The President And His Interior Secretary Demonstrate A Clueless Understanding Of Economics Driving The New West.

Zinke photo courtesy Gage Skidmore/flickr.  Trump photo courtesy Michael Vadon/Flickr
Zinke photo courtesy Gage Skidmore/flickr. Trump photo courtesy Michael Vadon/Flickr
President Donald Trump flew into Salt Lake City this week and announced that he was bestowing an early Christmas present upon rural counties in southern Utah.

The gift that he and Interior Secretary Ryan Zinke delivered was a decision, pre-ordained months ago, to undo a century’s worth of conservation history. It came in the form of dramatically reducing the size of Bears Ears and Grand Staircase-Escalante national monuments.

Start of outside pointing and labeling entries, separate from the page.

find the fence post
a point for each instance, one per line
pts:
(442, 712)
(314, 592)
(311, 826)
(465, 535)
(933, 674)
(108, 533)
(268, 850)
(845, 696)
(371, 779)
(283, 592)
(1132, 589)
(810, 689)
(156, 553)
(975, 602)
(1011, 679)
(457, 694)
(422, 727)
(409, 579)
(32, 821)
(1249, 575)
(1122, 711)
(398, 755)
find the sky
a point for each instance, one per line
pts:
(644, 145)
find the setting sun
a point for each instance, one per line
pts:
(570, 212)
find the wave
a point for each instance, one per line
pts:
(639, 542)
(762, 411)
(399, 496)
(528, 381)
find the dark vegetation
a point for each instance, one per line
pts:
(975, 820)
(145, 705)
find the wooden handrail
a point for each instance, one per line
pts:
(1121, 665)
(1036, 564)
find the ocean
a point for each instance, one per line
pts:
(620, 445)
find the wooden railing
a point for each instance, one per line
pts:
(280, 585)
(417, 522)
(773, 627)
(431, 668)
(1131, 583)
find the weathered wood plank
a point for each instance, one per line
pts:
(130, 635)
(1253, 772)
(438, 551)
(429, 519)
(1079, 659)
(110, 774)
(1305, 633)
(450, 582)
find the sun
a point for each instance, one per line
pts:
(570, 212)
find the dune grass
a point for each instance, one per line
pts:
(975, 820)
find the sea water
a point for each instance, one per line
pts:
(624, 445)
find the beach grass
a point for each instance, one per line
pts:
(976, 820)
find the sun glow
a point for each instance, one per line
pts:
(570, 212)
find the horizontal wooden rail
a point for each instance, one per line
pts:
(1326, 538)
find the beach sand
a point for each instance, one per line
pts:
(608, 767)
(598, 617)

Within the span of just a few days, not only did Trump roll back a legacy of landscape protection that started with Theodore Roosevelt’s use of the federal Antiquities Act—a law that many forget was also the genesis for such modern national parks (economic juggernauts) as Grand Teton and Grand Canyon; but only hours earlier the Republican-controlled U.S. Senate embedded an unthinkable anti-environment measure in the tax reform bill hastily passed last week.

That legislation inexplicably includes a provision to open the Arctic National Wildlife Refuge in Alaska—one of America’s most pristine landscapes—to oil and gas drilling.  

“Opening the Arctic to drilling as part of this tax plan is simply shameful," said David Yarnold, the president and CEO of the National Audubon Society said in a statement to National Geographic. "The Arctic refuge isn’t a bank—drilling there won’t pay for the tax cuts the Senate just passed. The American people don’t support drilling in the Arctic and it’s up to the House to reject this flawed bill.”

If Theodore Roosevelt is considered America’s greatest conservation-minded president, are Trump and Zinke cementing their place as leaders of the most environmentally-hostile administration ever? 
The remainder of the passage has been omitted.